SPT: Single Pedestrian Tracking Framework with Re-Identification-Based Learning Using the Siamese Model

Sensors (Basel). 2023 May 19;23(10):4906. doi: 10.3390/s23104906.

Abstract

Pedestrian tracking is a challenging task in the area of visual object tracking research and it is a vital component of various vision-based applications such as surveillance systems, human-following robots, and autonomous vehicles. In this paper, we proposed a single pedestrian tracking (SPT) framework for identifying each instance of a person across all video frames through a tracking-by-detection paradigm that combines deep learning and metric learning-based approaches. The SPT framework comprises three main modules: detection, re-identification, and tracking.
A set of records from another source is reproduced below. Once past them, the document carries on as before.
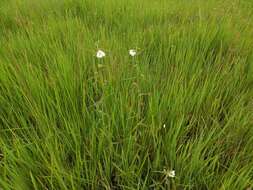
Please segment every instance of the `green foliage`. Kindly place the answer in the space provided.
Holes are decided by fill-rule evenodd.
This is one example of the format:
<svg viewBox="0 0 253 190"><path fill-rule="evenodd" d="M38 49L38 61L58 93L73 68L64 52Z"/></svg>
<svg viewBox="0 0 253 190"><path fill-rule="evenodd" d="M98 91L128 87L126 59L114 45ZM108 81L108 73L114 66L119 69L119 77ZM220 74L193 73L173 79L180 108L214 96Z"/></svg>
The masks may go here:
<svg viewBox="0 0 253 190"><path fill-rule="evenodd" d="M251 189L252 5L1 0L0 189Z"/></svg>

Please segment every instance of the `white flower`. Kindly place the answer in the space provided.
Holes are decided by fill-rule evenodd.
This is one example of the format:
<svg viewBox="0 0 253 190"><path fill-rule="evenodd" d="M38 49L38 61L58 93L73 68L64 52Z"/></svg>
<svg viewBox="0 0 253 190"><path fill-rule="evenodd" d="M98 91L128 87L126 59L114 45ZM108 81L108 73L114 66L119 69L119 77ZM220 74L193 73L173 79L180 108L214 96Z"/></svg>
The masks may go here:
<svg viewBox="0 0 253 190"><path fill-rule="evenodd" d="M136 50L130 49L130 50L129 50L129 54L130 54L132 57L134 57L134 56L136 55Z"/></svg>
<svg viewBox="0 0 253 190"><path fill-rule="evenodd" d="M105 57L105 52L103 52L102 50L98 50L97 51L97 58L101 59Z"/></svg>
<svg viewBox="0 0 253 190"><path fill-rule="evenodd" d="M175 176L176 176L175 170L169 171L168 176L169 176L169 177L172 177L172 178L175 177Z"/></svg>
Our contribution is a significant improvement in the results by designing two compact metric learning-based models using Siamese architecture in the pedestrian re-identification module and combining one of the most robust re-identification models for data associated with the pedestrian detector in the tracking module. We carried out several analyses to evaluate the performance of our SPT framework for single pedestrian tracking in the videos. The results of the re-identification module validate that our two proposed re-identification models surpass existing state-of-the-art models with increased accuracies of 79.2% and 83.9% on the large dataset and 92% and 96% on the small dataset. Moreover, the proposed SPT tracker, along with six state-of-the-art (SOTA) tracking models, has been tested on various indoor and outdoor video sequences. A qualitative analysis considering six major environmental factors verifies the effectiveness of our SPT tracker under illumination changes, appearance variations due to pose changes, changes in target position, and partial occlusions. In addition, quantitative analysis based on experimental results also demonstrates that our proposed SPT tracker outperforms the GOTURN, CSRT, KCF, and SiamFC trackers with a success rate of 79.7% while beating the DiamSiamRPN, SiamFC, CSRT, GOTURN, and SiamMask trackers with an average of 18 tracking frames per second.

Keywords: Siamese network; YOLO; convolutional neural network; deep learning; metric learning; person re-identification; single object tracking.